Боль, тебе говорю, в животе непереносная, а все гуду. И так целую ночь целехонькую на мне тарабанили; целую ночь до бела до света была я им, крещеный человек, заместо тарбана; на утешение им, бесам, служила.

– Это, – говорю, – ужасно.

– И очень даже, мой друг, ужасно. Но тем это еще было ужаснее, что утром, как оттарабанили они на мне всю эту свою музыку, я оглядываюсь и вижу, что место мне совсем незнакомое: поле, лужица этакая точно есть большая, вроде озерца, и тростник, и все, как я видела, а с неба солнце печет жарко, и прямо мне во всю наружность. Гляжу, тут же и мой сверточек с холстами и сумочка – все в целости; а так невдалеке деревушка. Я встала, доплелась до деревушки, наняла мужика, да к вечеру домой и доехала.

– И что же вы, Домна Платоновна, уверены, что все это с вами действительно приключилось?

– А то врать я, что ли, на себя стану?

– Нет, я говорю про то, что именно так ли все это было-то?

– Так и было, как я тебе сказываю. А ты вот подивись, как я им наготы-то своей не открыла.

Я подивился.

– Да; вот и с бесом да совладала, а с лукавым человеком так вышло раз иначе.

– Как же вышло?

– Слушай. Купила я для одной купчихи мебель, на Гороховой у выезжих. Были комоды, столы, кровати и детская короватка с этаким с тесьменным дном.
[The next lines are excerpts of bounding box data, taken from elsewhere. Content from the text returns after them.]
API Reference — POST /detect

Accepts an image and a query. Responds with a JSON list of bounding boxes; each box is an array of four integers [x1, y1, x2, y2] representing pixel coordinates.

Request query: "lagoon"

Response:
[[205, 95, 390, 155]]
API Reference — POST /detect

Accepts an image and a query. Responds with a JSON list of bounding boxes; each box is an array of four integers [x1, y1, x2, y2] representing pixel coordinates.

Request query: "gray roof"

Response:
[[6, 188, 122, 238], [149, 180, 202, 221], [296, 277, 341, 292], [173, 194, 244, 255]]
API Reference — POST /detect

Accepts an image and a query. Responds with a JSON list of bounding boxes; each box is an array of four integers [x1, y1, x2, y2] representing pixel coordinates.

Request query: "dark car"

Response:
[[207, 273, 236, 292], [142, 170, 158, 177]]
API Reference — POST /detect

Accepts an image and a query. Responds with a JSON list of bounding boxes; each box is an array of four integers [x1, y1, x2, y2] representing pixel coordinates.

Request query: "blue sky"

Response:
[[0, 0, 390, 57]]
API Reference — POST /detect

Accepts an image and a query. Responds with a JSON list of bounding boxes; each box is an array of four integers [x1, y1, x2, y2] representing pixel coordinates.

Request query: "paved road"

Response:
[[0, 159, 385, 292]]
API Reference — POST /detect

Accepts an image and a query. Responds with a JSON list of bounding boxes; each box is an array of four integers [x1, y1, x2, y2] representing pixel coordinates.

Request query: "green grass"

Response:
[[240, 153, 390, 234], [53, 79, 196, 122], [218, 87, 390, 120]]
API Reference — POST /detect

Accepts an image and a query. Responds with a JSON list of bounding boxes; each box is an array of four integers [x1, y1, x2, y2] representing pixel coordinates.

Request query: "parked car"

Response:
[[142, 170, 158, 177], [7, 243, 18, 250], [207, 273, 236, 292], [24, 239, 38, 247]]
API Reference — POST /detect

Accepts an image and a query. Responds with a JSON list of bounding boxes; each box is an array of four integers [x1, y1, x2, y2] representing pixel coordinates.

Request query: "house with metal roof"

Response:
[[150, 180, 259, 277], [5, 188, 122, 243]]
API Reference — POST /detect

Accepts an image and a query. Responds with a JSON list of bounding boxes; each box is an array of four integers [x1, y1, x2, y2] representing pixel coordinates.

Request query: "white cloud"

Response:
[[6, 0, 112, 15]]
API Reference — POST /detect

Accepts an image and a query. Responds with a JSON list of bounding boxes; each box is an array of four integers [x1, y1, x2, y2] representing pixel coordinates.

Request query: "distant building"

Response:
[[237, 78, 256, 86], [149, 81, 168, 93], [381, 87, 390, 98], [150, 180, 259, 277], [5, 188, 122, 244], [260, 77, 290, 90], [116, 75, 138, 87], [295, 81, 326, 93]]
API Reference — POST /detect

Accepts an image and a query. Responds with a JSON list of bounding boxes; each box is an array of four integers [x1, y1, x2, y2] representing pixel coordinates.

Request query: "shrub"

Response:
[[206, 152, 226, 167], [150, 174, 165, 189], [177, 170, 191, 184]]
Заплатила я тринадцать рублей деньги, выставила все в коридор и пошла за извозчиком. Взяла за рупь за сорок к Николе Морскому извозчика ломового и укладываем с ним мебель, а хозяева, у которых купила-то я, на ту пору вышли и квартиру замкнули. Вдруг откуда ни возьмись дворники, татары, «халам-балам»: как ты смеешь, орут, вещи брать? Я туда, я сюда – не спускают. А тут дождь, а тут извозчик стоять не хочет. Боже мой! Насилу я надумалась: ну, ведите, говорю, меня в квартал – я, говорю, квартального жена. И только это сказала, входят на двор эти господа, у которых мебель купила. «Продана, – говорят, – точно, ей эта мебель продана». Ну, извозчик мой говорит: садись. Думаю, и точно, замест того, чтоб на живейного тратить, сяду я в короватку детскую. Высоко они эту короватку, на самом на верху воза над комодой утвердили, но я вскарабкалась и села. Только что ж бы ты думал? Не успела я со двора выехать, как слышу, низок-то подо мною тресь-тресь-тресь.

«Ах, – думаю, – батюшки, ведь это я проваливаюсь!» И с этим словом хотела встать на ноги, да трах – и просунулась. Так верхом, как жандар, на одной тесемке и сижу. Срам, я тебе говорю, просто насмерть! Одежа вся взбилась, а ноги голые над комодой мотаются; народ дивуется; дворники кричат: «Закройся, квартальничиха», – а закрыться нечем. Вот он варвар какой!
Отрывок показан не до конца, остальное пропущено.